We examined research publications, clinical trials, and the U.S. Food and Drug Administration-approved medical countermeasures to evaluate U.S. pandemic preparedness for VPPPs. Our key findings include the following:

The United States is not prepared to counteract a pandemic due to two factors: a lack of MCMs, and vulnerabilities in the manufacturing supply chain. Without pre-approved medical countermeasures—and the ability to rapidly produce and deploy them—the American public will not have essential therapies during an emergency.

·  Only 43 MCMs are approved for all seven families of VPPP, and these include vaccines, small-molecule drugs, and antibody therapies.

·  United States VPPP MCM manufacturing is vulnerable to supply chain disruptions due to limited domestic manufacturing and a lack of manufacturing redundancy; 30 percent of the MCMs are only manufactured abroad and 51 percent of MCMs are only manufactured at a single site.

There is inadequate VPPP research and development (R&D) to provide a foundation for pandemic preparedness, representing a system that reacts to—rather than prepares for—major outbreaks. The United States will lose valuable time during an outbreak if fundamental basic research and clinical developments are not already in place.

·  The number of research publications and clinical trials peak after major outbreaks and then decline after the public health emergency has passed.

·  VPPP publications have plateaued over time, even as total viral research increased.

·  VPPPs make up only 14 percent of all virus-related research publications and 20 percent of all virus-related clinical trials despite presenting the greatest pandemic risk.

Based on our analysis, we propose that the United States government enact the following policy recommendations:

1. Include families of VPPP in pandemic preparedness strategies: We recommend including the seven viral families as priority pathogens for research funding and clinical trials to drive understanding and development of MCMs for pandemic preparedness.

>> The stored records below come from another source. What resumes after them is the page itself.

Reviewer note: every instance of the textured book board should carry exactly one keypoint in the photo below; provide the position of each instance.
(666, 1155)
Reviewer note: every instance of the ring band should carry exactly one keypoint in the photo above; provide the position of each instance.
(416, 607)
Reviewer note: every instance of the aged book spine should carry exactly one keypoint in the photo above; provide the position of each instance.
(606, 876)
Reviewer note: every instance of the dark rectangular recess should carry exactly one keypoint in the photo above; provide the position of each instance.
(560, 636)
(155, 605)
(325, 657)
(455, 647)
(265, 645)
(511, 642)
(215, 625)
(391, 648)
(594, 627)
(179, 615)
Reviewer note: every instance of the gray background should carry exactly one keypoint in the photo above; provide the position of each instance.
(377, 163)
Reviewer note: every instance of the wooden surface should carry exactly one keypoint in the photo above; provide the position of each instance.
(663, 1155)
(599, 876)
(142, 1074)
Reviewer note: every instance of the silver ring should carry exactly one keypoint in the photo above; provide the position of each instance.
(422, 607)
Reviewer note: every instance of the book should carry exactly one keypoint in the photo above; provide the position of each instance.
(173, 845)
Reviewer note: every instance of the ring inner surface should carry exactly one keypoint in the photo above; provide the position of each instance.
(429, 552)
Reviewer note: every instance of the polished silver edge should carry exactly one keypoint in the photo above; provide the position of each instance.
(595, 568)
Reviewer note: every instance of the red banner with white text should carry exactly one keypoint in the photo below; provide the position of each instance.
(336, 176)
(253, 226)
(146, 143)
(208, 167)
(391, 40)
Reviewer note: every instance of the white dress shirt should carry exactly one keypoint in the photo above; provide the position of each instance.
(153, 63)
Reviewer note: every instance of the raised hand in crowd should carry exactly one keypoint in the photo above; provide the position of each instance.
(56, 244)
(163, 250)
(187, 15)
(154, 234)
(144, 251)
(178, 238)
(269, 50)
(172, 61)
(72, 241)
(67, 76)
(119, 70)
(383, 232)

2. Prioritize research and clinical trials for VPPPs in government-funding mechanisms in advance of public health emergencies: New public-private initiatives, like the Antiviral Program for Pandemics, created in 2021 and overseen by the National Institutes of Health and Biomedical Advanced Research and Development Authority (BARDA), are a good start for a forward-looking and multidisciplinary approach to VPPP R&D. Such initiatives should be continued and expanded.

3. Create a market for novel medical countermeasures to incentivize drug development: The federal government can drive MCM development by creating a market for MCMs to help balance private sector interests with national security needs. Many of these MCMs may not be used if an outbreak does not occur. U.S. programs should incorporate strategies to advance MCM candidates with early clinical testing and then pause development until the therapy is needed.

4. Onshore medical countermeasure manufacturing: The United States government should incentivize onshoring MCM manufacturing to protect the public’s access to critical therapies. Such priorities are already reflected in policy initiatives, such as the CHIPS and Science Act of 2022 and an executive order to expand biomanufacturing.

5. Build redundancy into the medical countermeasure supply: The United States government should incentivize diversifying MCM manufacturing across multiple sites to protect against supply chain disruptions that can occur when all production is at a single site.